The pervasive growth of the Internet has simplified communication, making the detection and annotation of fake news on social media increasingly critical. Leveraging existing studies, this work introduces the Fake News Detection Based on BERT Multi-domain and Multi-modal Fusion Network (BMMFN). This framework utilizes the BERT model to transform text content of fake news into textual vectors, while image features are extracted using the VGG-19 model. A multimodal fusion network is developed, factoring in text-image correlations and interactions through joint matrices that enhance the integration of information across modalities. Additionally, a multidomain classifier is incorporated to align multimodal features from various events within a unified feature space.

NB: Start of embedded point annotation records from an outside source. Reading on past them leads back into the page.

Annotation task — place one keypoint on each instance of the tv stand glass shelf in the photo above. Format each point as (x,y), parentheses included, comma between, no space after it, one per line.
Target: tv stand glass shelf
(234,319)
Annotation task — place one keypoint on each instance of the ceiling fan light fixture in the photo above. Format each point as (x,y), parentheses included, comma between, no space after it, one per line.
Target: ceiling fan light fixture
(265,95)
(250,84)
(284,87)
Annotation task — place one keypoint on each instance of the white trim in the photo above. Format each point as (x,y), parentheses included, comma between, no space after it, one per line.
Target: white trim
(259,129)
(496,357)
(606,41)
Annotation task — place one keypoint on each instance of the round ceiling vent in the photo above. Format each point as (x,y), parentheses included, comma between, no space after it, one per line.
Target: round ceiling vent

The performance of this model is confirmed through experiments on Weibo and Twitter datasets, with results indicating that the BMMFN model surpasses contemporary state-of-the-art models in several metrics, thereby effectively enhancing the detection of fake news.
基于BERT多域多模态融合网络的假新闻检测
互联网的普及简化了交流,使得社交媒体上假新闻的检测和注释变得越来越重要。在现有研究的基础上,本文介绍了基于BERT多域多模态融合网络(BMMFN)的假新闻检测方法。该框架利用BERT模型将假新闻的文本内容转化为文本向量,同时使用VGG-19模型提取图像特征。开发了一个多模态融合网络,通过联合矩阵考虑文本图像相关性和相互作用,增强了跨模态信息的集成。此外,还结合了一个多域分类器,用于在统一的特征空间内对齐来自不同事件的多模态特征。通过在微博和Twitter数据集上的实验证实了该模型的性能,结果表明BMMFN模型在多个指标上都超过了当代最先进的模型,从而有效地增强了对假新闻的检测。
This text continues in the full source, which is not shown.